Petit mot de l'auteure : texte écrit pour l'atelier de Sifoell : écrire sur un père et son enfant
Trois gouttes de sang.
C'est tout ce qui lui fallut pour paniquer.
En temps normal, Matthew aurait haussé des épaules devant une telle blessure. Bien sûr, les coupures n'étaient pas à prendre à la légère ; une mauvaise infection pouvait entraîner la mort du plus féroce des guerriers. Toutefois, il aurait procédé avec méthode et calme. Rentrer à la maison, chercher un peu d'alcool, panser la plaie. Il n'y avait rien d'extraordinaire à cela, ni rien d'insurmontable. Il avait soigné d'innombrables coupures de la sorte, sur Marilla ou sur lui-même, sans jamais se départir de son pragmatisme.
Pourtant, à cet instant, il se senti presque défaillir.
Car là, ce n'était pas lui-même ou Marilla qui était blessé.
C'était Anne.
Anne avait voulu l'aider à la ferme. Toutefois, elle travailla tout en parlant, comme à son accoutumée. Tout à son enthousiasme, elle n'avait pas fait attention à la lame qu'elle tenait et s'était entaillée la paume de la main. Maintenant, elle saignait et, si la blessure n'était pas profonde, elle était suffisante pour la faire saigner. Et Matthew, au lieu de réagir calmement... perdait complètement ses pensées. Il ne savait plus quoi faire : éponger le sang ? Courir avec Anne vers la maison ? Appeler en urgence Marilla ? Tour à tour, ces suggestions se bousculaient dans son esprit, à une vitesse si folle qu'il n'arrivait plus à réfléchir correctement.
Heureusement, sa sœur, alertée par le cri de surprise d'Anne, se montra à la porte et les enjoints à la rejoindre. Après qu'ils aient précédé aux soins qu'ils avaient déjà fait cent fois et que Anne soit remontée, Matthew s'accabla.
- Pourquoi ai-je réagi aussi lentement ? Ce n'est pas si nous nous étions jamais coupés...
- Oui, mais c'était nous, répondit Marilla. Et là... c'était notre fille.

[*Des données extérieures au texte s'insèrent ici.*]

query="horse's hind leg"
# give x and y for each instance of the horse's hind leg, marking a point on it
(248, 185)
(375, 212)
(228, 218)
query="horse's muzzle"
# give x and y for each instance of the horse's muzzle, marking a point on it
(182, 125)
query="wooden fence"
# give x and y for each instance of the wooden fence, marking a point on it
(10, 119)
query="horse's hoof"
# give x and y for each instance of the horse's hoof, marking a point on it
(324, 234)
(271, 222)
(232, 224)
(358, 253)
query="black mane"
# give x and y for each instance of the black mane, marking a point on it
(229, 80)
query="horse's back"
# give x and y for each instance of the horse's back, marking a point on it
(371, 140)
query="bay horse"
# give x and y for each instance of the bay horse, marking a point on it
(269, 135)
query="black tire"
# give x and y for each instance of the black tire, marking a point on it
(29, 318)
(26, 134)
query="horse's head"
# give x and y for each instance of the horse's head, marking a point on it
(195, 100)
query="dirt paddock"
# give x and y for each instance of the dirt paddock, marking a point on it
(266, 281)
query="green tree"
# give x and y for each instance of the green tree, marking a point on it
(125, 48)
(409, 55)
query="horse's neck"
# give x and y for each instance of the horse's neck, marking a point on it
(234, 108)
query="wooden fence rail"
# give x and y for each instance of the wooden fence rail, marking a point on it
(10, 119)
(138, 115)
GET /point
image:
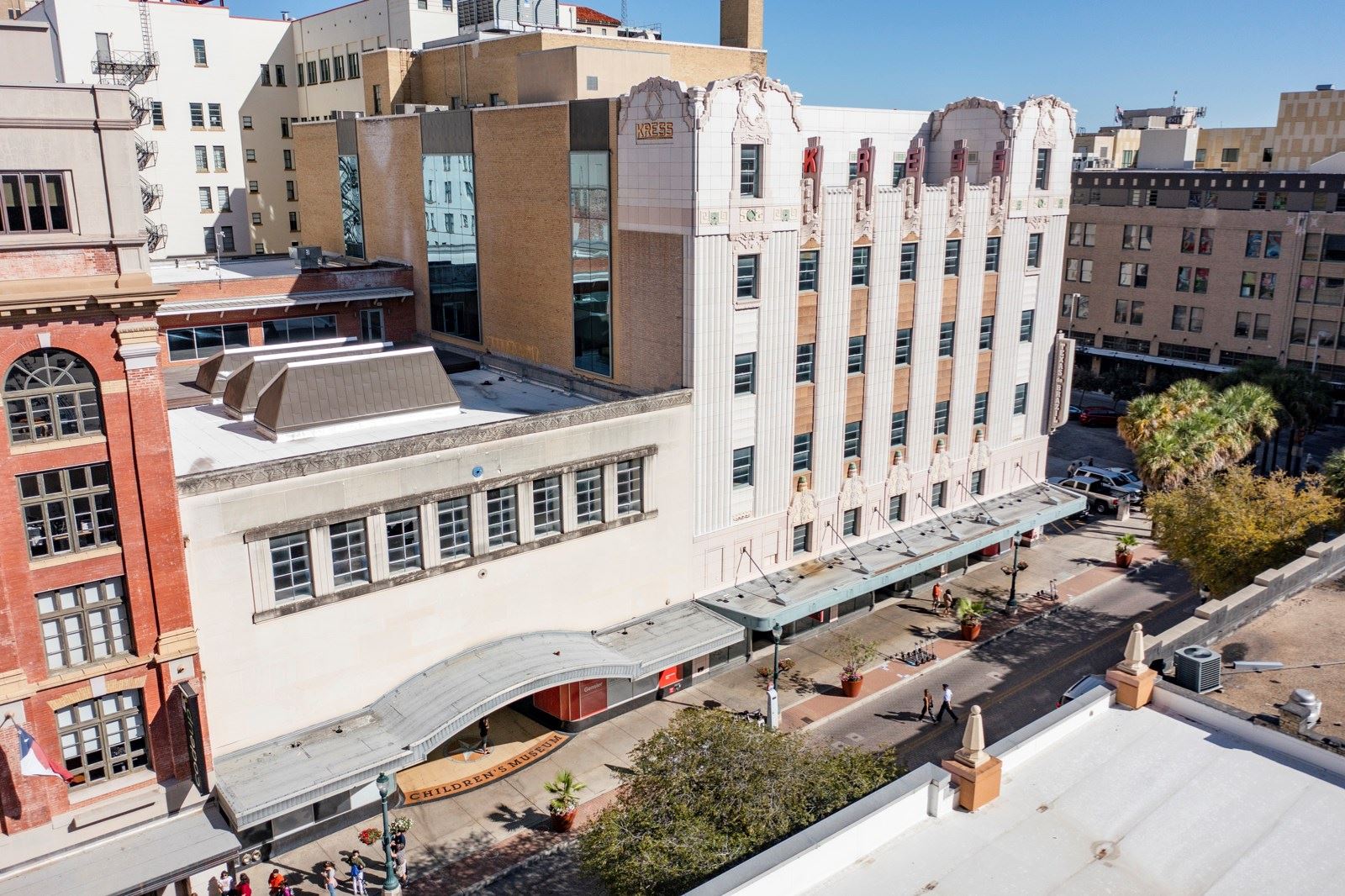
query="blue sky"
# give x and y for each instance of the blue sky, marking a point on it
(1234, 57)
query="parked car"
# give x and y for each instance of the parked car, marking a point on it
(1095, 416)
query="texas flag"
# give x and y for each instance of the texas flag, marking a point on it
(34, 762)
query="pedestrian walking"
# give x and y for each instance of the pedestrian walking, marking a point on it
(946, 707)
(927, 708)
(483, 728)
(330, 878)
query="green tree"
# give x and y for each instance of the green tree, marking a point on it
(1230, 528)
(709, 790)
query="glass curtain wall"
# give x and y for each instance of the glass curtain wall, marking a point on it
(591, 256)
(451, 237)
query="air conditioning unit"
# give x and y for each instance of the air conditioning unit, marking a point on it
(1199, 669)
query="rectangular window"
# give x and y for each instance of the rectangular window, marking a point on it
(546, 506)
(853, 432)
(744, 374)
(899, 428)
(946, 334)
(809, 271)
(802, 452)
(350, 553)
(630, 488)
(860, 266)
(746, 284)
(84, 623)
(743, 472)
(104, 737)
(502, 517)
(588, 495)
(750, 170)
(941, 419)
(455, 528)
(903, 347)
(804, 362)
(67, 510)
(1033, 250)
(291, 572)
(952, 257)
(908, 260)
(854, 356)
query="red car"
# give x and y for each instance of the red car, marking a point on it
(1100, 416)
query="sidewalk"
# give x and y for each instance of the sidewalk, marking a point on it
(468, 840)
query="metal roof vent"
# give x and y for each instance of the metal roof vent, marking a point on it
(1199, 669)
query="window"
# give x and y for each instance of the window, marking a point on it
(903, 347)
(744, 374)
(802, 452)
(854, 356)
(809, 271)
(988, 331)
(941, 419)
(743, 467)
(103, 737)
(291, 573)
(350, 553)
(67, 510)
(750, 170)
(952, 257)
(746, 288)
(546, 506)
(282, 329)
(51, 394)
(630, 488)
(853, 432)
(455, 528)
(84, 623)
(908, 260)
(804, 362)
(899, 428)
(802, 535)
(860, 266)
(992, 255)
(588, 495)
(946, 334)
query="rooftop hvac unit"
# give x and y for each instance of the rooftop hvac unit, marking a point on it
(1197, 669)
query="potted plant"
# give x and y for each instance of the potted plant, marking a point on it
(1126, 549)
(565, 799)
(970, 613)
(853, 654)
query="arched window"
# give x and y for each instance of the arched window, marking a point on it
(51, 394)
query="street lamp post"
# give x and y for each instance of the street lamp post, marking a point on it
(390, 883)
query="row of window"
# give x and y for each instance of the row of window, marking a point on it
(293, 555)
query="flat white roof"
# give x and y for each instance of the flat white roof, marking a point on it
(206, 439)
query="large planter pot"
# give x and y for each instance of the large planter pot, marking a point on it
(562, 822)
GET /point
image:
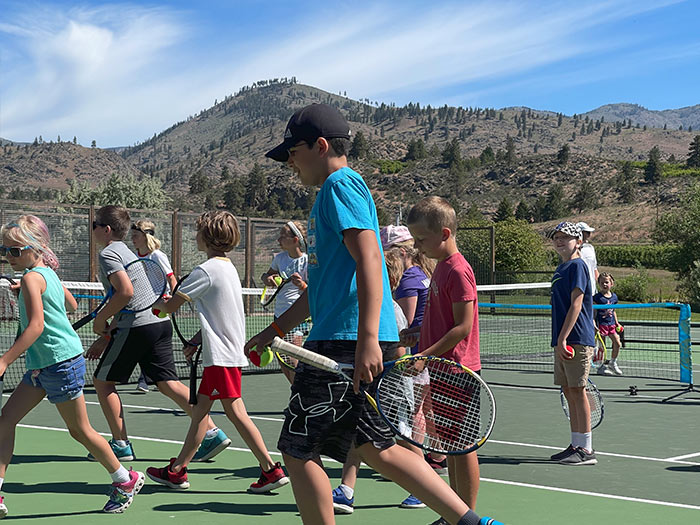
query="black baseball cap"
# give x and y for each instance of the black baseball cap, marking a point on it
(308, 124)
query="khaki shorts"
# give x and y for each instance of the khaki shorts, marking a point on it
(573, 372)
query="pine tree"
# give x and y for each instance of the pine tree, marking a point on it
(694, 153)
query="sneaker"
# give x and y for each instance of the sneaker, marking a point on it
(125, 453)
(411, 502)
(341, 503)
(604, 370)
(438, 466)
(212, 446)
(122, 494)
(165, 476)
(270, 480)
(564, 453)
(579, 457)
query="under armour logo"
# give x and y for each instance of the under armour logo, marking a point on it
(336, 405)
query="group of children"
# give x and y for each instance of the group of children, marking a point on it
(343, 246)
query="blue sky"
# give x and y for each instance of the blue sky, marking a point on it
(120, 72)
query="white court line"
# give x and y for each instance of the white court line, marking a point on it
(488, 480)
(596, 494)
(677, 458)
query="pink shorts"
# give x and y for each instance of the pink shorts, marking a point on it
(607, 330)
(221, 382)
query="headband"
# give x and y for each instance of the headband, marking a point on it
(297, 233)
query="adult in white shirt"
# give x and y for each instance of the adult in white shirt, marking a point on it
(588, 254)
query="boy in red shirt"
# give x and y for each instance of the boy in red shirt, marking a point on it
(450, 326)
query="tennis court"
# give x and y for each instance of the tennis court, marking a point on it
(648, 451)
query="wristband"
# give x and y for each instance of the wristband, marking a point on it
(277, 329)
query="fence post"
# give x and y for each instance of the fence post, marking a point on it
(92, 251)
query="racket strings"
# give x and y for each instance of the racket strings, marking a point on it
(442, 407)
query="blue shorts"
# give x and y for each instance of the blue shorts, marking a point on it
(63, 381)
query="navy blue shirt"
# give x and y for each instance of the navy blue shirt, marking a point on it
(568, 276)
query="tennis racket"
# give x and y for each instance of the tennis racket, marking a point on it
(149, 283)
(436, 404)
(265, 300)
(595, 400)
(189, 330)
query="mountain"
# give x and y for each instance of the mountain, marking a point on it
(688, 117)
(220, 146)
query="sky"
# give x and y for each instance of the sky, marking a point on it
(119, 72)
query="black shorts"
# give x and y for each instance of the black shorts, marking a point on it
(149, 345)
(324, 415)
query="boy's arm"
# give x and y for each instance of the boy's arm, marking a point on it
(463, 315)
(363, 247)
(569, 321)
(123, 292)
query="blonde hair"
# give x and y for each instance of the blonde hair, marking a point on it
(219, 230)
(434, 213)
(419, 259)
(30, 230)
(149, 230)
(394, 267)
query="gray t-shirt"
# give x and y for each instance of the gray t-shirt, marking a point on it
(112, 259)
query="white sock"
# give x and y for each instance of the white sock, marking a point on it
(349, 493)
(121, 475)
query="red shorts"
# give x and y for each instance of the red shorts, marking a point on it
(607, 330)
(221, 382)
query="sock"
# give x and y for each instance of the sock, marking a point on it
(470, 518)
(121, 475)
(349, 492)
(577, 439)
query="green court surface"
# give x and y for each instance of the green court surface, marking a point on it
(648, 468)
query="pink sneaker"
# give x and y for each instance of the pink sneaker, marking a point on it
(270, 480)
(165, 476)
(122, 494)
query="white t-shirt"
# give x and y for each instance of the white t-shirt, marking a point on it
(282, 263)
(588, 256)
(215, 289)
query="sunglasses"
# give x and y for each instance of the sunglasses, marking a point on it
(14, 251)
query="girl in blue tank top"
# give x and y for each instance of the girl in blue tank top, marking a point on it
(53, 355)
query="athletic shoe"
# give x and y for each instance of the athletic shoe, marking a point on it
(411, 502)
(122, 494)
(341, 503)
(212, 446)
(165, 476)
(125, 453)
(270, 480)
(579, 457)
(438, 466)
(564, 453)
(604, 370)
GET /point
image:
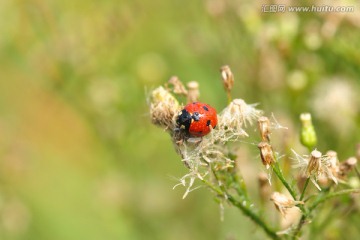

En entendant sa réponse, Matthew réalisa alors pleinement ce qu'être père impliquait : une inquiétude constante pour cette gamine qui était devenue la sienne. Il était condamné à vivre dans l'angoisse que quelqu'un ne lui fasse du mal ou qu'elle ne souffre.
Le pire dans tout cela ? C'est que cela ne le dérangeait pas plus que ça. Il avait l'impression d'être né pour veiller sur elle.